Ce n’est certainement pas correct. Alors que le premier pilier de Meyer est pratiquement indiscernable du libertarianisme politique, le fusionnisme se distingue du libertarianisme politique par l’ajout d’un deuxième pilier non négociable. Le mot fusionniste porte une information supplémentaire, identifiant un sous-ensemble de libertariens politiques avec un engagement particulier pour la vertu (et un respect chestertonien pour les clôtures) dans la sphère privée.
C’est bien de souligner qu’il y a de la place pour les fusionnistes du type de Meyer sous le chapiteau libertarien.
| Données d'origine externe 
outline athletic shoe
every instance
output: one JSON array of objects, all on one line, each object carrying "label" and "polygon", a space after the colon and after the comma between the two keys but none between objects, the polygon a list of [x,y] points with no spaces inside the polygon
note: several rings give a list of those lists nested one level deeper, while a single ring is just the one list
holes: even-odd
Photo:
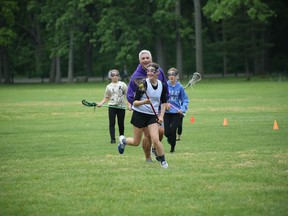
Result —
[{"label": "athletic shoe", "polygon": [[161,162],[161,167],[164,168],[164,169],[168,168],[168,163],[166,161],[162,161]]},{"label": "athletic shoe", "polygon": [[156,149],[154,147],[151,148],[151,152],[155,157],[157,157],[157,152],[156,152]]},{"label": "athletic shoe", "polygon": [[121,135],[121,136],[119,137],[118,152],[119,152],[120,154],[123,154],[123,153],[124,153],[124,149],[125,149],[125,145],[126,145],[126,144],[124,144],[123,141],[124,141],[125,139],[126,139],[126,137],[123,136],[123,135]]},{"label": "athletic shoe", "polygon": [[152,147],[152,148],[151,148],[151,151],[152,151],[152,154],[155,156],[155,159],[156,159],[157,161],[160,161],[160,159],[158,158],[156,149],[155,149],[154,147]]}]

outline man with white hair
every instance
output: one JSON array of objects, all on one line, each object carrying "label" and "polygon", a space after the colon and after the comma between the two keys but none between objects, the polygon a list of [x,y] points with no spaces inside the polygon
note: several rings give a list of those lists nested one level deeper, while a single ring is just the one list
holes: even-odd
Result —
[{"label": "man with white hair", "polygon": [[[140,51],[140,53],[139,53],[139,65],[137,66],[135,72],[132,74],[132,76],[130,78],[130,82],[128,84],[127,100],[130,104],[129,105],[130,110],[131,110],[131,104],[133,104],[136,89],[138,88],[138,86],[134,80],[135,79],[146,79],[146,77],[147,77],[146,68],[151,62],[152,62],[151,52],[149,50]],[[158,75],[158,79],[160,81],[162,81],[163,87],[167,88],[167,90],[168,90],[167,80],[166,80],[165,74],[161,68],[159,68],[159,69],[160,69],[160,73]],[[167,95],[167,97],[168,97],[168,95]],[[144,153],[145,153],[146,161],[151,162],[152,161],[152,158],[151,158],[151,144],[152,144],[151,138],[150,138],[149,131],[147,130],[147,128],[144,128],[143,132],[144,132],[144,138],[142,139],[142,148],[143,148]],[[164,133],[164,129],[163,129],[163,127],[160,126],[159,127],[160,140],[162,140],[162,138],[163,138],[163,133]]]}]

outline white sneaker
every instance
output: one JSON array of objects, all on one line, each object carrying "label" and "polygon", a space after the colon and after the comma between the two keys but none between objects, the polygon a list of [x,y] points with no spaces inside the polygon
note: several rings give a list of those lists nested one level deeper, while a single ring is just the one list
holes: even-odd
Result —
[{"label": "white sneaker", "polygon": [[126,137],[124,136],[124,135],[121,135],[120,137],[119,137],[119,143],[121,143],[121,145],[126,145],[126,143],[124,144],[123,143],[123,140],[124,139],[126,139]]},{"label": "white sneaker", "polygon": [[126,145],[126,144],[123,143],[123,140],[125,140],[125,139],[126,139],[126,137],[123,136],[123,135],[121,135],[121,136],[119,137],[118,152],[119,152],[120,154],[123,154],[123,153],[124,153],[124,149],[125,149],[125,145]]},{"label": "white sneaker", "polygon": [[168,168],[168,163],[166,161],[162,161],[161,162],[161,167],[164,168],[164,169]]}]

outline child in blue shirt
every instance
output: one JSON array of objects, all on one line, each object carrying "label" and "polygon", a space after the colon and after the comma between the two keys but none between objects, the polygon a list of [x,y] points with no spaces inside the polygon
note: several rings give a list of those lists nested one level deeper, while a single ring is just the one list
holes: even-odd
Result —
[{"label": "child in blue shirt", "polygon": [[164,134],[171,145],[170,152],[172,153],[175,151],[178,123],[180,117],[185,115],[188,109],[189,99],[183,86],[178,82],[177,69],[174,67],[170,68],[167,75],[170,98],[164,115]]}]

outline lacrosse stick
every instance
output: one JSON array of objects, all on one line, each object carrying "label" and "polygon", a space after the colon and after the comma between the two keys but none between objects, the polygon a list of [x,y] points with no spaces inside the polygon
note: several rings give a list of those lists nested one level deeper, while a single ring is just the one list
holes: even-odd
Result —
[{"label": "lacrosse stick", "polygon": [[[88,102],[87,100],[82,100],[82,104],[84,106],[87,106],[87,107],[94,107],[94,110],[95,108],[97,107],[97,103],[95,102]],[[102,105],[101,107],[111,107],[111,108],[116,108],[116,109],[126,109],[125,107],[120,107],[120,106],[113,106],[113,105]]]},{"label": "lacrosse stick", "polygon": [[[171,107],[173,107],[174,109],[176,109],[178,112],[180,111],[180,109],[178,109],[176,106],[174,106],[173,104],[169,103]],[[182,113],[183,116],[186,115],[186,113]]]},{"label": "lacrosse stick", "polygon": [[184,87],[184,89],[188,87],[192,87],[196,82],[201,80],[201,74],[198,72],[195,72],[192,76],[192,78],[189,80],[188,84]]},{"label": "lacrosse stick", "polygon": [[[143,91],[144,94],[146,95],[146,98],[147,98],[148,100],[150,100],[150,98],[149,98],[149,96],[148,96],[148,94],[147,94],[147,92],[146,92],[145,86],[144,86],[144,81],[145,81],[145,78],[135,78],[135,79],[134,79],[134,82],[135,82],[136,85],[139,87],[139,89],[140,89],[141,91]],[[157,115],[157,113],[156,113],[155,108],[153,107],[153,105],[152,105],[151,103],[150,103],[150,106],[151,106],[151,108],[152,108],[152,110],[153,110],[153,112],[154,112],[154,115],[155,115],[155,117],[156,117],[156,120],[158,121],[159,118],[158,118],[158,115]]]}]

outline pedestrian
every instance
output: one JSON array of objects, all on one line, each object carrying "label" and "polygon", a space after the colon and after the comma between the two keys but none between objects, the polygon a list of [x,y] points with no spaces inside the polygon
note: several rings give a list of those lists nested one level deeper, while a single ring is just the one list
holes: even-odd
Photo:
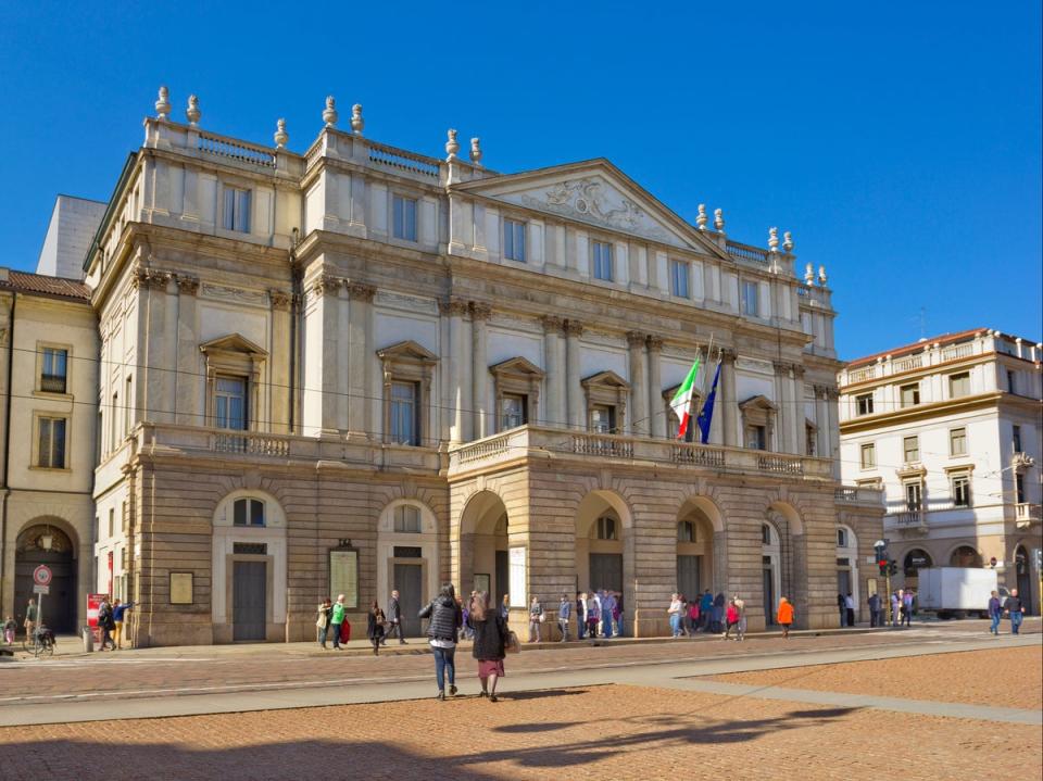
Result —
[{"label": "pedestrian", "polygon": [[784,596],[779,599],[779,613],[776,616],[779,626],[782,627],[782,639],[790,637],[790,625],[793,623],[793,604]]},{"label": "pedestrian", "polygon": [[391,590],[391,599],[388,600],[388,633],[384,637],[387,644],[390,638],[399,635],[399,645],[405,645],[405,637],[402,634],[402,604],[399,602],[399,590]]},{"label": "pedestrian", "polygon": [[337,602],[329,613],[329,631],[334,634],[334,651],[340,651],[340,625],[344,622],[344,595],[337,594]]},{"label": "pedestrian", "polygon": [[1021,620],[1025,618],[1025,605],[1017,589],[1010,589],[1010,596],[1003,603],[1003,609],[1010,616],[1010,634],[1020,634]]},{"label": "pedestrian", "polygon": [[[566,602],[565,595],[562,601]],[[481,682],[479,697],[489,697],[497,702],[497,682],[503,678],[504,643],[507,639],[507,625],[489,602],[489,592],[482,591],[470,601],[470,628],[475,633],[472,655],[478,660],[478,680]]]},{"label": "pedestrian", "polygon": [[670,637],[674,640],[681,637],[681,601],[679,596],[676,591],[670,594],[670,606],[666,608],[666,614],[670,619]]},{"label": "pedestrian", "polygon": [[120,600],[116,600],[115,605],[113,605],[112,620],[116,628],[113,633],[113,640],[116,641],[116,651],[123,651],[123,620],[127,610],[133,608],[133,602],[120,602]]},{"label": "pedestrian", "polygon": [[989,631],[1000,637],[1000,619],[1003,618],[1003,603],[1000,602],[1000,592],[993,591],[992,596],[989,597],[989,618],[992,619],[992,625],[989,627]]},{"label": "pedestrian", "polygon": [[568,640],[568,617],[573,612],[573,603],[568,594],[562,594],[562,602],[557,606],[557,628],[562,630],[562,642]]},{"label": "pedestrian", "polygon": [[872,593],[869,594],[869,626],[870,627],[882,627],[883,622],[880,620],[880,594]]},{"label": "pedestrian", "polygon": [[452,583],[443,583],[441,591],[419,613],[420,618],[430,618],[427,637],[435,653],[435,682],[438,700],[445,698],[445,678],[449,677],[449,695],[456,695],[456,632],[463,623],[463,612],[456,603],[456,590]]},{"label": "pedestrian", "polygon": [[373,655],[380,655],[380,643],[384,641],[384,623],[388,620],[388,617],[384,615],[384,610],[380,609],[380,603],[376,600],[373,601],[373,605],[369,606],[369,616],[368,622],[366,625],[366,637],[369,638],[369,642],[373,643]]},{"label": "pedestrian", "polygon": [[315,609],[315,629],[318,630],[318,645],[323,651],[326,650],[326,638],[329,634],[329,614],[332,612],[334,603],[328,596]]},{"label": "pedestrian", "polygon": [[736,627],[738,637],[736,637],[736,640],[741,643],[746,639],[746,603],[739,599],[739,594],[736,594],[731,601],[736,606],[736,610],[739,613],[739,625]]},{"label": "pedestrian", "polygon": [[529,642],[538,643],[543,637],[540,631],[543,623],[543,605],[540,604],[540,597],[533,596],[529,604]]}]

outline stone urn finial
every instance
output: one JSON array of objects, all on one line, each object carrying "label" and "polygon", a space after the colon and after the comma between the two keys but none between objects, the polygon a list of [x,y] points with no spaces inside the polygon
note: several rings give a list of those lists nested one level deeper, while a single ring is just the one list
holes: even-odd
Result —
[{"label": "stone urn finial", "polygon": [[695,225],[700,230],[706,230],[706,225],[709,223],[709,217],[706,216],[706,204],[699,204],[699,213],[695,216]]},{"label": "stone urn finial", "polygon": [[456,160],[456,152],[460,151],[460,144],[456,142],[456,130],[453,128],[450,128],[445,133],[445,137],[448,139],[445,141],[445,155],[447,155],[445,160],[447,161]]},{"label": "stone urn finial", "polygon": [[171,115],[171,91],[166,87],[160,87],[160,99],[155,101],[155,115],[164,122]]},{"label": "stone urn finial", "polygon": [[714,227],[717,229],[718,234],[725,232],[725,210],[724,209],[714,210]]},{"label": "stone urn finial", "polygon": [[326,96],[326,108],[323,109],[323,122],[326,123],[326,127],[335,127],[337,125],[337,118],[339,114],[337,113],[337,101],[334,99],[334,96]]},{"label": "stone urn finial", "polygon": [[290,140],[290,135],[286,131],[286,119],[277,119],[275,123],[275,146],[279,149],[286,147]]},{"label": "stone urn finial", "polygon": [[188,119],[188,124],[197,127],[202,115],[203,112],[199,110],[199,98],[194,95],[188,96],[188,108],[185,110],[185,118]]}]

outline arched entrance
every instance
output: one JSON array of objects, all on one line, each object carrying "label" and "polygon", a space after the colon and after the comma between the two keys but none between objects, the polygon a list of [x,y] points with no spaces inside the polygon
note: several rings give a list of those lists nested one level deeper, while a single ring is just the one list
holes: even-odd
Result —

Moi aussi, je veux que mes amis conservateurs attachés à l’État minimal sachent qu’ils ont une place dans le mouvement libertarien s’ils le souhaitent, en particulier alors que le mouvement conservateur poursuit son effrayante dérive post-libérale.
Mais Rothbard semble penser qu’il peut utiliser de la fumée et des miroirs pour effacer de la vue les libertariens complets, en écrivant, par exemple, que « seul un imbécile pourrait jamais soutenir que la liberté est le plus haut ou même le seul principe ou fin de la vie ». Cette affirmation, qui surprendrait bon nombre de mes associés, rappelle de manière poignante pourquoi Rothbard est considéré comme le libertarien le moins aimé de nombreux libertariens.
En vérité, il existe une grande variété de libertarianismes. Pour le meilleur ou pour le pire, notre grande tente a toujours contenu un mélange désordonné d’opinions. Alors faites le tour des stands et voyez ce qui vous attire. Bienvenue dans le spectacle.